Gesture2Vec: Clustering Gestures using Representation Learning Methods for Co-speech Gesture Generation
Mentors: Angelica Lim, Mo Chen (SFU) — Summer 2021 - Spring 2022
- Clustering multi-dimensional gesture time-series using Vector Quantized Variational Autoencoders (VQ-VAE) to improve human-robot interaction based on speech-context, speaker style, task, and emotional state.
Co-speech Gesture Generation models Benchmarking
Mentors: Angelica Lim, Mo Chen, Angel Chang (SFU) — Summer 2020 - Summer 2021
- Implemented several sequential generative models i.e. LSTM, GRU, TCN, GAN, etc. for co-speech gesture generation.
- Clustering gestures sequences using various method i.e. KNN, Normalizing Flow, and VQ-VAE.
- Data-driven co-speech gesture generation using a body language dataset collected in the wild from the YouTube TED channel.
Facial Expression Analysis for Confusion Detection
Mentors: Mo Chen, Angelica Lim (SFU) — Fall 2019
- Developed a facial expression-based method for detecting confusion during human-robot interactions on Pepper, a humanoid robot.
Voice Understanding Performance in Patients with Parkinson's Disease (PD)
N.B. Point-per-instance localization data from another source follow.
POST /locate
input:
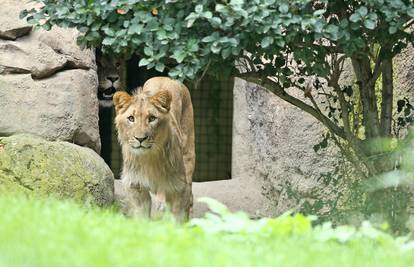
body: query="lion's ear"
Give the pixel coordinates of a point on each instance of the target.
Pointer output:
(162, 100)
(121, 100)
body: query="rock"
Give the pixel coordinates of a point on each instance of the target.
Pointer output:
(48, 84)
(34, 166)
(62, 107)
(15, 33)
(32, 57)
(11, 26)
(273, 143)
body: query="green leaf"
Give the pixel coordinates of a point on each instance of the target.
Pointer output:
(225, 53)
(370, 24)
(148, 51)
(362, 11)
(208, 39)
(23, 14)
(319, 12)
(392, 29)
(410, 12)
(179, 55)
(159, 67)
(355, 17)
(199, 8)
(266, 41)
(284, 8)
(144, 62)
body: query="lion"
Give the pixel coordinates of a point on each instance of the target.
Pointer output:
(156, 132)
(109, 69)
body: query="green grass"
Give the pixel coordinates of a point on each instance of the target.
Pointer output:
(55, 233)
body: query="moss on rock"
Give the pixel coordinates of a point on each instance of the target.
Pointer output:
(34, 166)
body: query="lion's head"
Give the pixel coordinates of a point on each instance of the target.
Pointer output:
(108, 76)
(142, 120)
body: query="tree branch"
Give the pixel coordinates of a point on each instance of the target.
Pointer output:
(387, 97)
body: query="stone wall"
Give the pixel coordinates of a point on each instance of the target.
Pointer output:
(273, 143)
(47, 83)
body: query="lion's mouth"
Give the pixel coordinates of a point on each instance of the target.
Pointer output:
(106, 94)
(140, 147)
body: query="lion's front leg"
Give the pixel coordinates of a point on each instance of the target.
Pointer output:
(180, 203)
(137, 201)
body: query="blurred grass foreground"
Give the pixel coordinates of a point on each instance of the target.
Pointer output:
(45, 232)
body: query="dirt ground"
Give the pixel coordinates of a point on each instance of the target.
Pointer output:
(236, 195)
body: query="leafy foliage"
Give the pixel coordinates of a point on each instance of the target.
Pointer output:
(196, 33)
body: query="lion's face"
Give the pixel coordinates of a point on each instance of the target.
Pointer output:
(109, 78)
(142, 120)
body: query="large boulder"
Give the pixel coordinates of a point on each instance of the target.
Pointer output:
(48, 84)
(273, 146)
(34, 166)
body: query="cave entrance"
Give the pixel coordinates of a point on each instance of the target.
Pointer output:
(213, 117)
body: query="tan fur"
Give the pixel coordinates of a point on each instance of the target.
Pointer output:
(109, 77)
(158, 155)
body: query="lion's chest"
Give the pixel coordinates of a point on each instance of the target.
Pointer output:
(157, 174)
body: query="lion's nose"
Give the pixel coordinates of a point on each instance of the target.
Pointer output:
(113, 78)
(141, 139)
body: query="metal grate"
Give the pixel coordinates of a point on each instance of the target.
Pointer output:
(213, 117)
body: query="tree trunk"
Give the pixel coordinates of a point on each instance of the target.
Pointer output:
(363, 74)
(387, 97)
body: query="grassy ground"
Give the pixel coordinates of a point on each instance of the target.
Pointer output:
(54, 233)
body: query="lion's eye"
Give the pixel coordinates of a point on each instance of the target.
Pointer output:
(152, 118)
(131, 118)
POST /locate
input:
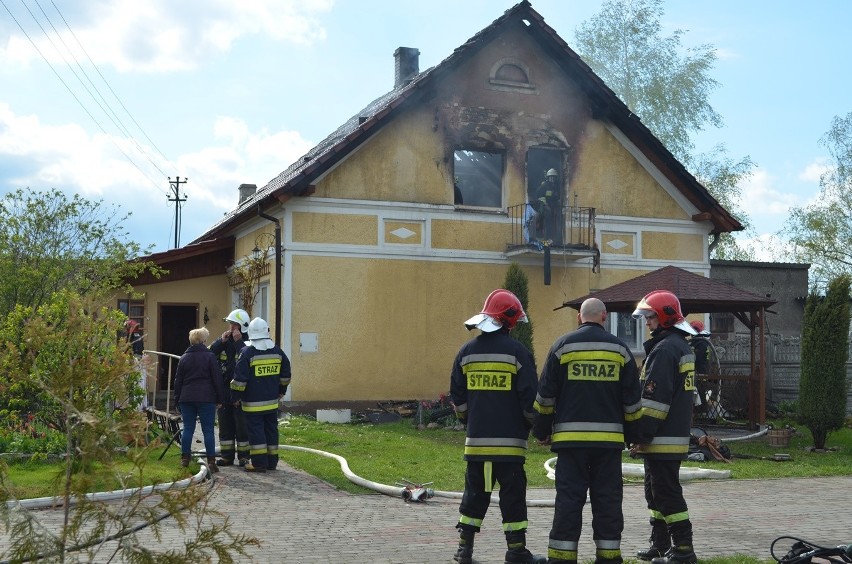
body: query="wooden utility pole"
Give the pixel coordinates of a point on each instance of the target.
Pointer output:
(175, 186)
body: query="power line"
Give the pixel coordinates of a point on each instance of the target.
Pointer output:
(126, 156)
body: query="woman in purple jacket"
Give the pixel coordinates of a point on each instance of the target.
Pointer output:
(198, 392)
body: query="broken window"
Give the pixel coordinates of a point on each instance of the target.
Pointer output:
(478, 179)
(629, 330)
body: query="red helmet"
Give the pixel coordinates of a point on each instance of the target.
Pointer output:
(502, 309)
(666, 307)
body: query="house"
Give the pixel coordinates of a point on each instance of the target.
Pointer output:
(386, 236)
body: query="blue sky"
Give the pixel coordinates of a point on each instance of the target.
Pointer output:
(227, 92)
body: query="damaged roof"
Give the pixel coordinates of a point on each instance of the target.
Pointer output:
(298, 178)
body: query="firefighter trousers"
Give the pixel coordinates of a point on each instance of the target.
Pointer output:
(598, 472)
(233, 435)
(664, 495)
(479, 480)
(263, 438)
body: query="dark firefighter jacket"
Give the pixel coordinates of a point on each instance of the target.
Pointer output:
(227, 352)
(700, 345)
(493, 385)
(260, 378)
(589, 393)
(668, 390)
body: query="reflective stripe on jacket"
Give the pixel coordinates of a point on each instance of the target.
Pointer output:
(492, 386)
(589, 392)
(668, 389)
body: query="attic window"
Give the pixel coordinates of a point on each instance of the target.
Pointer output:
(511, 75)
(478, 179)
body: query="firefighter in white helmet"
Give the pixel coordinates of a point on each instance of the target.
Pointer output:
(233, 436)
(260, 381)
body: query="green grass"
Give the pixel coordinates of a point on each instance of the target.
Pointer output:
(39, 478)
(389, 452)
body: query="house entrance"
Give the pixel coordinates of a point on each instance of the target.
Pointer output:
(176, 321)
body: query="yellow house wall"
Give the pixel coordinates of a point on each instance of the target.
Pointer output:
(656, 245)
(389, 327)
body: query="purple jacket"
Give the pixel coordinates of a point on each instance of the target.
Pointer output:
(199, 377)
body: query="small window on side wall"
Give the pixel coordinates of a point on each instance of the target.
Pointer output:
(478, 179)
(629, 330)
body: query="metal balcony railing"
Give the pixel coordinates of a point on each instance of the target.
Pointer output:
(567, 229)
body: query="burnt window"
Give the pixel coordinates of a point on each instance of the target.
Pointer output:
(478, 179)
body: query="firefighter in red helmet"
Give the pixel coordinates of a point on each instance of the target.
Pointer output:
(493, 385)
(668, 390)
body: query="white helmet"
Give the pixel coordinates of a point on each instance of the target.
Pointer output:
(240, 317)
(259, 335)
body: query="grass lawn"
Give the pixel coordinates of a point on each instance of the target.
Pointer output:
(389, 452)
(38, 478)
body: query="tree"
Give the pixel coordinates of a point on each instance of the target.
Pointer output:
(67, 350)
(821, 232)
(516, 282)
(669, 87)
(50, 242)
(825, 350)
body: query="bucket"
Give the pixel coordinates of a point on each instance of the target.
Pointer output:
(779, 437)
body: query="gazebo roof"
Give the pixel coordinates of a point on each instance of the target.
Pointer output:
(697, 294)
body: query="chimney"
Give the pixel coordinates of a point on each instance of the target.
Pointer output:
(246, 192)
(406, 65)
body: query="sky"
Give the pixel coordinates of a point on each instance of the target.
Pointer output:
(111, 98)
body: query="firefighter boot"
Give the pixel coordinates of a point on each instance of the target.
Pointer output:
(517, 553)
(464, 553)
(679, 554)
(660, 540)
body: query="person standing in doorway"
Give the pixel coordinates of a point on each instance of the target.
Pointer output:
(588, 396)
(233, 436)
(668, 391)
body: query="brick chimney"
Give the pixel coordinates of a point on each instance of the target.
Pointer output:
(246, 192)
(406, 65)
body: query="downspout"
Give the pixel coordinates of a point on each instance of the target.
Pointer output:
(716, 239)
(277, 272)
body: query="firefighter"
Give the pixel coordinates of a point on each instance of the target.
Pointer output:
(492, 386)
(547, 206)
(260, 381)
(588, 396)
(233, 437)
(700, 344)
(668, 389)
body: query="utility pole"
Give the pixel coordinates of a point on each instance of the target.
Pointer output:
(175, 186)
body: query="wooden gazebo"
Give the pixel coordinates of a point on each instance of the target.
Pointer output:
(698, 294)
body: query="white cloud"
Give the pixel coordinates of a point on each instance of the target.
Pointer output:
(66, 157)
(814, 171)
(161, 35)
(759, 195)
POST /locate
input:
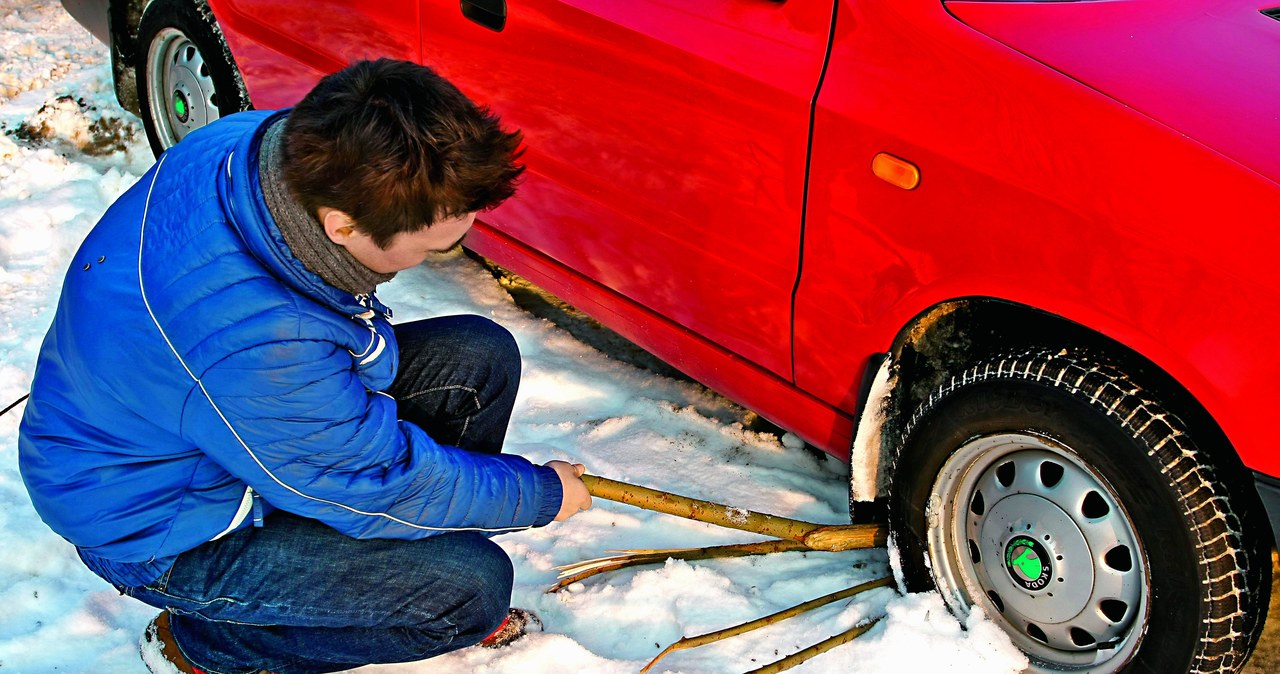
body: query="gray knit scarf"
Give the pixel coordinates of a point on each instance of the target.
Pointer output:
(302, 230)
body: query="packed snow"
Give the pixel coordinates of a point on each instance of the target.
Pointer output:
(67, 151)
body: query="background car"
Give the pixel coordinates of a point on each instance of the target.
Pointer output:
(1015, 258)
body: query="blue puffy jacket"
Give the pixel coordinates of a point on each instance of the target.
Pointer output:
(196, 372)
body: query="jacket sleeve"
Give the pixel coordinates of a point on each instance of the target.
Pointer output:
(295, 422)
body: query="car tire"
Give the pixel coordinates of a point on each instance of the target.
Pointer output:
(186, 74)
(1080, 516)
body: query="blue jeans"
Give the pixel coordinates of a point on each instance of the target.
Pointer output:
(296, 596)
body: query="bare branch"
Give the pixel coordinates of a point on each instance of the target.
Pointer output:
(711, 637)
(827, 537)
(817, 649)
(572, 573)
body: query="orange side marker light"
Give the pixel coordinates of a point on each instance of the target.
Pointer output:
(896, 172)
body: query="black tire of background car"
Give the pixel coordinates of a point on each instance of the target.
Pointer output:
(1208, 572)
(195, 21)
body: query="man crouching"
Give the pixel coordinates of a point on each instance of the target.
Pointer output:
(228, 427)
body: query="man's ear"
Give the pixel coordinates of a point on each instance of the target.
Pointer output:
(338, 225)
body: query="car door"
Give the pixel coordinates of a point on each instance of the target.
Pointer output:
(666, 146)
(284, 46)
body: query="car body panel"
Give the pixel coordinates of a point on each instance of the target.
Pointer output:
(1185, 63)
(1010, 207)
(664, 147)
(284, 47)
(1119, 178)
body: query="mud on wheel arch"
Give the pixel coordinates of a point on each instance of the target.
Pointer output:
(1074, 493)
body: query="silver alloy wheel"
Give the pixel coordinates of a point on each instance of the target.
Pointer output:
(1020, 526)
(179, 86)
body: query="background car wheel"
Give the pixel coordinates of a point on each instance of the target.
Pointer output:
(186, 74)
(1059, 496)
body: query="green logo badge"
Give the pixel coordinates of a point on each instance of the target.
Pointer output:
(181, 106)
(1028, 563)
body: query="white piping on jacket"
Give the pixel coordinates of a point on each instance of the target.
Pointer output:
(142, 290)
(241, 514)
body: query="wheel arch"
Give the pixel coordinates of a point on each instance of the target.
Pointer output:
(122, 19)
(950, 335)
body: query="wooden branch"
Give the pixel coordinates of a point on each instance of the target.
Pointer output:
(580, 571)
(817, 649)
(827, 537)
(711, 637)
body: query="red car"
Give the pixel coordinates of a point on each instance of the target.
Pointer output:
(1019, 257)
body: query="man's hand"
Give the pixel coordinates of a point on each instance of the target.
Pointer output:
(576, 498)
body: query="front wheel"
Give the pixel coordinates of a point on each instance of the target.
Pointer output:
(186, 74)
(1080, 516)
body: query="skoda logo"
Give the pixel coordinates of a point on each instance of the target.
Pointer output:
(1028, 563)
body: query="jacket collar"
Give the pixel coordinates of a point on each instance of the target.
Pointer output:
(241, 189)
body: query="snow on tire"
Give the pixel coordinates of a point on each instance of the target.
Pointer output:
(1068, 503)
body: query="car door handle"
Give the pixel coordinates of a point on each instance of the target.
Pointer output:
(489, 13)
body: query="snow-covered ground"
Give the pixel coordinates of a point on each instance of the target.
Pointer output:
(67, 150)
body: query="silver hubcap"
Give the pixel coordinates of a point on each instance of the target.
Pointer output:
(179, 87)
(1020, 526)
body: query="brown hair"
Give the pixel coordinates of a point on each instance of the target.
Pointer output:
(397, 147)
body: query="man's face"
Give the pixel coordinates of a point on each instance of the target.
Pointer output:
(408, 250)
Mentors: Zahra Zargol Moradi (Oxford University), Hadi Moradi (University of Tehran) — Fall 2018
- Developed a mobile application to collect data of emotional voice understanding in patients with PD in retired Oxford community.
Automatically Deriving User Mood Model Based on Visual Emotional Features
Mentors: Javad Hatami, Hadi Moradi (University of Tehran, Iran) — Fall 2014 - Summer 2017
- Designing a mood detection interface based on facial expression embedded in Telegram Messenger.
- Detect and report the mood state of a person to his/her Partner to Make him/her prepared for upcoming encounters.